The NAACP is calling for the Republican senator's resignation, after he made what some believe to be a racist statement on the Senate floor earlier this week. And Senate GOP leaders are quietly pressuring him to announce he won't seek re-election this November.

But 42 percent of the 241 Utahns polled believe Buttars should finish his work this session and let the voters decide if he deserve another term. The Deseret Morning News/KSL-TV poll was conducted Saturday by Dan Jones & Associates, and has a 6.4 percent margin of error.

Earlier this week, Buttars used the word black to negatively describe the "baby" being divided by a bill dealing with sharing school district revenues, saying, "This baby is black, I'll tell you. This is a dark and ugly thing."

That led to a call for Buttars' resignation from Jeanetta Williams, president of the Salt Lake Branch of the National Association for the Advancement of Colored People.

Only 28 percent of Utahns polled want Buttars' to resign.

When asked whether the poll was an accurate picture of Utahns' perceptions, Williams said she's heard from a variety of racial and ethnic backgrounds, including white, who are supportive and has also seen support on newspaper blogs

"I've heard from some of his constituents out in West Jordan," she said. "They were concerned. ... I've heard from a whole lot of people ... in agreement with the NAACP."

Still, Williams acknowledged some in Utah don't think Buttars was out-of-line enough to merit his resignation.

"The demographics of the state we live in ... some of the issues that are critical to the NAACP, a lot of folks in Utah feel it's not critical to them."

Senate Republican leaders apparently are hoping that an announcement from Buttars that he won't run for a third term this November will put an end to the controversy surrounding the statement he made during Tuesday afternoon's floor session.

Buttars met for about 45 minutes Friday morning with Senate Majority Leader Curt Bramble, R-Provo, to discuss Buttars' remark.

While Bramble declined to detail any specifics of the conversation, sources told the Deseret Morning News that it was made clear to Buttars this needs to be his final term in the Legislature.

According to the poll, 21 percent of Utahns agree and want Buttars to not seek re-election this year.

Buttars later apologized from the Senate floor, after Senate President John Valentine, R-Orem, announced his words were a breach of decorum.

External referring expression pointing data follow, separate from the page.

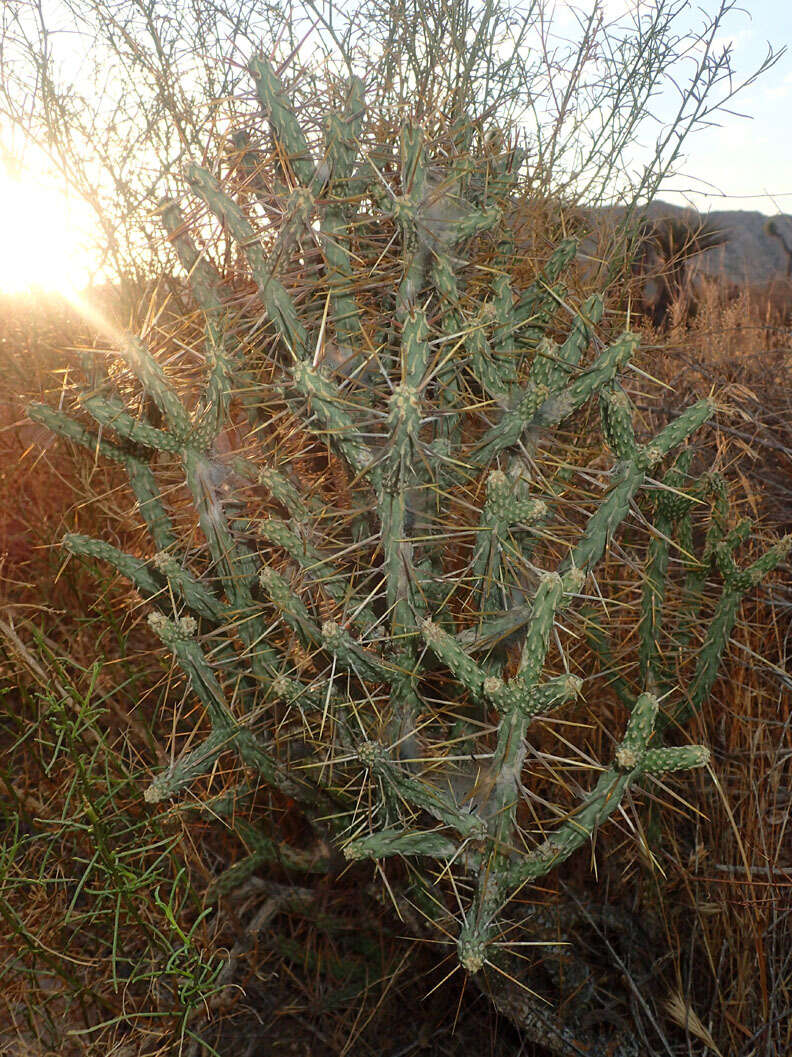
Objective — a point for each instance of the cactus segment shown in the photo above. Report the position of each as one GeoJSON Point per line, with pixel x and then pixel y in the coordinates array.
{"type": "Point", "coordinates": [385, 844]}
{"type": "Point", "coordinates": [379, 641]}
{"type": "Point", "coordinates": [141, 477]}
{"type": "Point", "coordinates": [282, 119]}
{"type": "Point", "coordinates": [274, 296]}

He also posted an apology to the Senate majority's Web site, www.senatesite.com/blog.

Then, on Thursday Buttars said, "I stand by my statement." Asked if that meant he was not going to consider resigning, he said, "I stand by my apology. That's it. This issue is done as far as I'm concerned."

Attempts to reach the Buttars and Senate leadership were unsuccessful on Saturday.

However, earlier this week Senate President John Valentine, R-Orem, said it was up to Buttars to decide whether to resign.

Valentine said no further action can be taken against Buttars under Senate rules. Senators can be censured only if they refuse to apologize for a breach of decorum, he said, noting a censure carries no penalties.

The national NAACP won't be stepping in on the matter, Williams said.

Williams discussed the situation with Dennis Courtland Hayes, interim president and chief executive officer, of the national civil rights organization while at an NAACP conference in New York on Saturday.

"He knows about what's going on, and he says we're taking the right approach," Williams said. "They always allow the branches to handle situations," she said.